Spiritualism reached its peak between the 1840s to the 1920s, reaching some 8 million followers at its height, mostly from the upper class. Today it is considerably more niche: Though the front doors of the Church of Two Worlds lead to a grand, spacious hall, the small audience means meetings are often held in a smaller room in the back.

Church attendees receive a book of Spiritualist hymnals which are read from throughout the service. The church also offers healings, a type of Spiritualist ritual, group meditation, and literature on how to build your own private altar at home.
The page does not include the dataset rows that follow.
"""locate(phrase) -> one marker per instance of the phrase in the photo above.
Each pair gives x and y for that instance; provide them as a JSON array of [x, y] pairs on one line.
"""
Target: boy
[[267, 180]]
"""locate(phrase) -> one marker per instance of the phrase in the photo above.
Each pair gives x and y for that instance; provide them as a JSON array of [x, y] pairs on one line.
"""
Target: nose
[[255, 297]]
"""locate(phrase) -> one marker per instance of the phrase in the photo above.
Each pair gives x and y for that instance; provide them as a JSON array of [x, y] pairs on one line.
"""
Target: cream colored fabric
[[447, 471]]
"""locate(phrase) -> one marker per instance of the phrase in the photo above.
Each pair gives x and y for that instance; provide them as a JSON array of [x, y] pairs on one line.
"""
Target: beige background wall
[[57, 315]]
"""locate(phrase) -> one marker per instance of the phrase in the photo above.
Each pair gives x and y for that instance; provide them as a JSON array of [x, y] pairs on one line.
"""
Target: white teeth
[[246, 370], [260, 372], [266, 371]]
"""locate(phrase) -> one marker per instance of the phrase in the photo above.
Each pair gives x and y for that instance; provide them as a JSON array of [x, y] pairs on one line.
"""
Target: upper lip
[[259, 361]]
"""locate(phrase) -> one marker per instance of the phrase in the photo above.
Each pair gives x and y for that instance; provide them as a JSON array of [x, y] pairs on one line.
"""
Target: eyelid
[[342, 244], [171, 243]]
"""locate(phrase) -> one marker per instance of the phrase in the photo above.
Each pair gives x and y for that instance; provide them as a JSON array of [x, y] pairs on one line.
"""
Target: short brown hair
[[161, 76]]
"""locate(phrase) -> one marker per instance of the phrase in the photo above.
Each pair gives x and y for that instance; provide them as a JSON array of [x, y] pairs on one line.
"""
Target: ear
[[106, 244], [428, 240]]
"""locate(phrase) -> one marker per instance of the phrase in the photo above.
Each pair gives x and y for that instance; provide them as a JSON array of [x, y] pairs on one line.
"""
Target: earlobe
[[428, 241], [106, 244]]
Spiritualists believe in the power of their faith to cure diseases and will gladly share advice with visitors. Though it is far from a requirement, attendees sometimes recite mantras and reach out to spirits during a visit to church.

Know Before You Go

The Church is open from 2:30 to 4:00 PM on Wednesdays and Sundays. Upon entering, the church may seem empty, but lectures are often delivered in a back room to the right of the altar.